A teenager found with €3,500 worth of cocaine hidden in his bedroom has been acquitted after a judge held he was acting under duress and had been forced into minding the drugs under a death threat.
The 17-year-old north Dublin boy’s home was searched by gardaí late last year, the Children’s Court heard. The teenager was pleading not guilty to possessing the drugs and possession with intent to supply, Judge Anthony Halpin was told.
The court heard how a drug dealer forced the vulnerable teen, who had been bullied for years and attacked by his own father, to hold drugs or else he would be killed.
Judge Halpin held that this was a case were the boy was an “ideal target” for “drug barons” whom he branded a “cancer in society.”
Defence solicitor Mr Gareth Noble told Judge Halpin that the bulk of the State’s evidence was not disputed. However, he said it was the defence’s case that the boy had been acting under duress at the time.
When questioned by gardaí, the teenager said he had been forced to mind drugs for a man, in his 20's, and feared he would be killed and his home burned down while his family were in it if he refused.
In his Garda interview the teenager, who had no previous convictions, agreed he had been holding the drugs but said “I was in fear for my life.” He said that it was “my first and last time.”
“It was against my freewill. I was told he would burn down my home with my family in it.”
During the case the investigating Garda agreed that no drug trade related paraphernalia such as weighing scales or bags were found during the search of the boy’s bedroom.

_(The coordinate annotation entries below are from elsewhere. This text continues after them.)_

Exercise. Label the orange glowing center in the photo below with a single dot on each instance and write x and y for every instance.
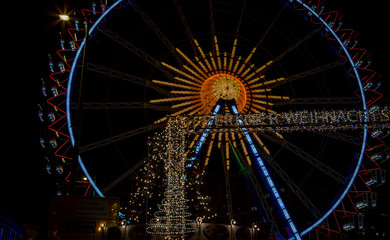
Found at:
(222, 86)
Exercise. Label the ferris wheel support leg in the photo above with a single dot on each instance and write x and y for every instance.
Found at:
(268, 182)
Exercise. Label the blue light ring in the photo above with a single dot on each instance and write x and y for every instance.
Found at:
(360, 159)
(69, 94)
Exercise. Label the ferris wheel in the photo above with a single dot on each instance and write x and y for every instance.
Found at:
(126, 67)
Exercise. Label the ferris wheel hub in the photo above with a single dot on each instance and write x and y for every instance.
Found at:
(223, 86)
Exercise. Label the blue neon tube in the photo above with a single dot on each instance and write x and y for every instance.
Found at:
(268, 180)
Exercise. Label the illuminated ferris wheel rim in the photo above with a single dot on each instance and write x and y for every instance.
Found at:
(309, 9)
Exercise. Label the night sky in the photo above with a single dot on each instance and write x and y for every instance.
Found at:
(27, 38)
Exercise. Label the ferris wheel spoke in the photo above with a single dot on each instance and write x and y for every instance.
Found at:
(120, 105)
(306, 157)
(126, 77)
(134, 49)
(291, 184)
(124, 175)
(119, 137)
(156, 30)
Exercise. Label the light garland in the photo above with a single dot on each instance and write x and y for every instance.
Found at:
(171, 218)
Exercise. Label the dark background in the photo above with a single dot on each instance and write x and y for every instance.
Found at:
(30, 32)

The boy was then called to give evidence and told Judge Halpin: “I was a weak target. Someone saw me as an easy target, made me do it. There was nothing I could do about it. He said if I don’t do this he was going to burn down my house. I thought I was in a lot of trouble if I did not do that.”
“I felt I would be killed and put my Ma and all in danger,” he said. He re-iterated to his solicitor that he believed that he and his family were in danger. “If I called the gardaí I would have got myself shot,” he believed.

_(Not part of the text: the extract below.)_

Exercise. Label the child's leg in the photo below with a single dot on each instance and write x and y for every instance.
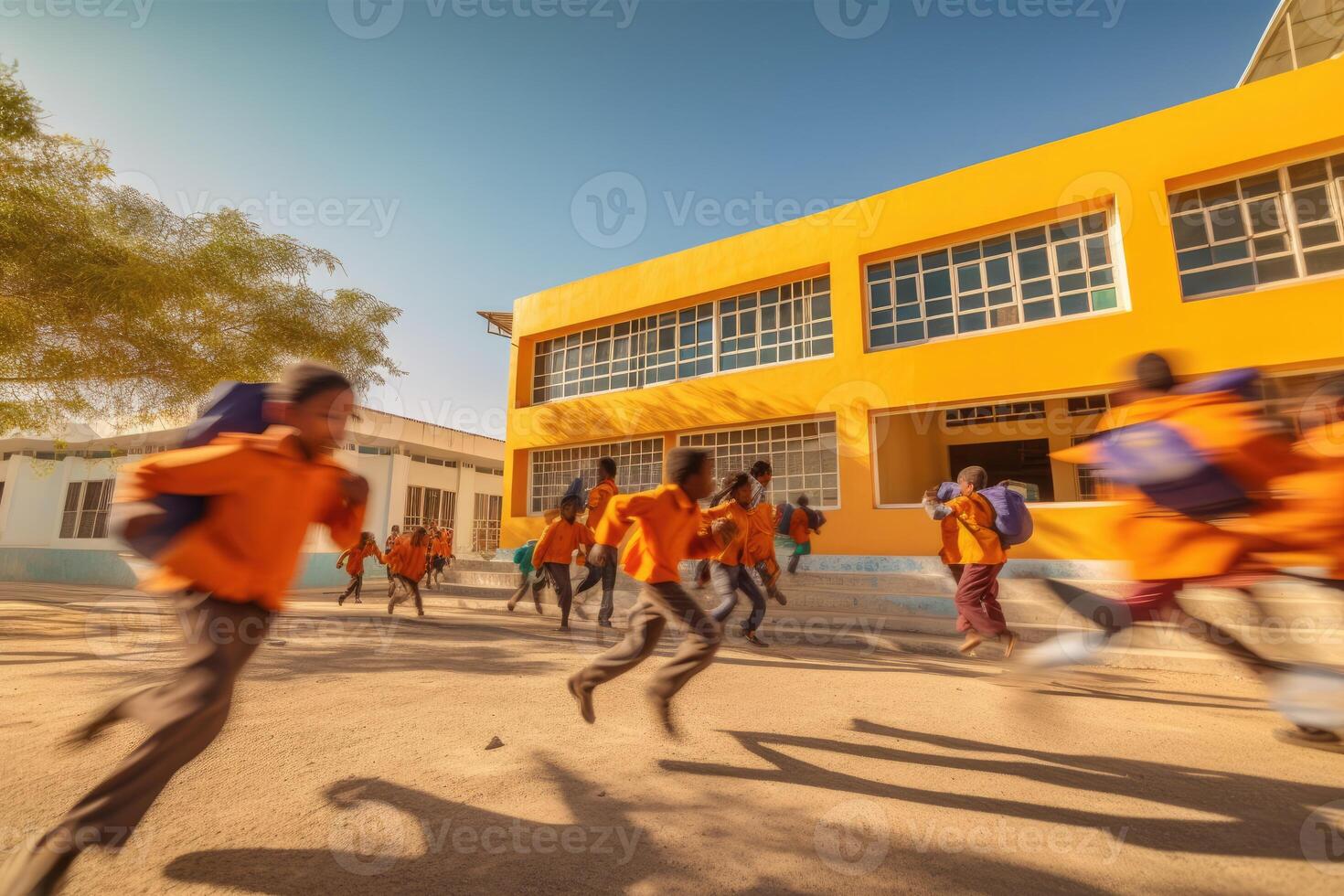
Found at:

In cross examination he told a State’s solicitor he could not have reported the threats to gardaí because that would cause trouble for his mother and siblings and himself.
The boy’s mother gave evidence and told the judge that her son was vulnerable. He had been bullied and had no friends until he was in his mid-teens and had also been physically abused by his father who is now under a barring order.

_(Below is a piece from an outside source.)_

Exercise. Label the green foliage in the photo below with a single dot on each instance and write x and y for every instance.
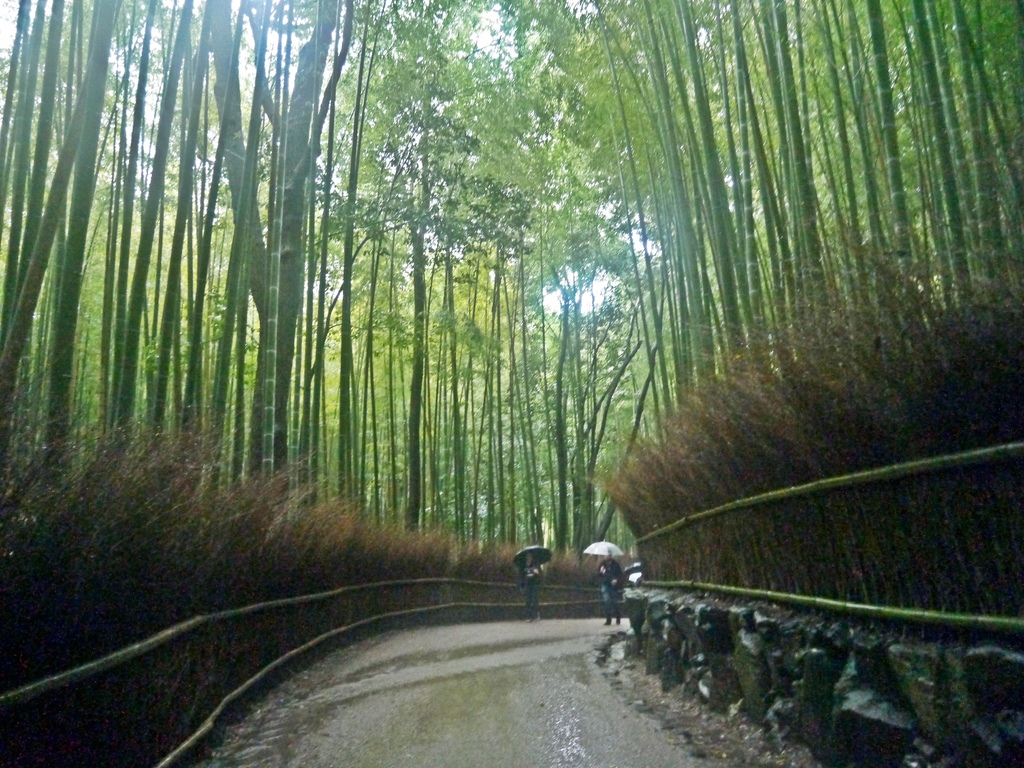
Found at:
(135, 537)
(907, 378)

Maintaining a calm and measured tone, the mother told the court her son had tried to tell her about the drugs but was too frightened. He could not confide in his father as he was a man “who beat him up.”
She said the man who made her son mind the drugs was “not alone, this individual comes from a large family.”
“Even if he did not get you some of his family would,” she said.
She told the court she did not tolerate drugs and the “worst thing I do is take the odd cigarette.”
Mr Noble submitted that precedent test cases on the issue of duress applied to the boy’s defence. The teenager was vulnerable and was subject of specific threats. “You have to take into account the human frailty of the accused,” he argued.
Judge Halpin acquitted the boy saying: “Could he have gone to the police? That seems to be the question. I would have to answer in the negative. There has been no evidence in relation to sale or supply.”
The judge said he said he felt he had to look at the circumstances of the case. “Unfortunately in today’s society we have people that are prepared to resort to shooting people and burning down houses. “
He said the amount of drugs involved was sizeable but the boy was under duress and added that “drug barons” can pick on the “weak, vulnerable and impressionable.” In this case the boy had been bullied because he had suffered from obesity for a number of years and as a result was “the ideal target.”
“I only hope gardaí can get this individual because he is the cancer in society,” whom he added targeted people like the defendant.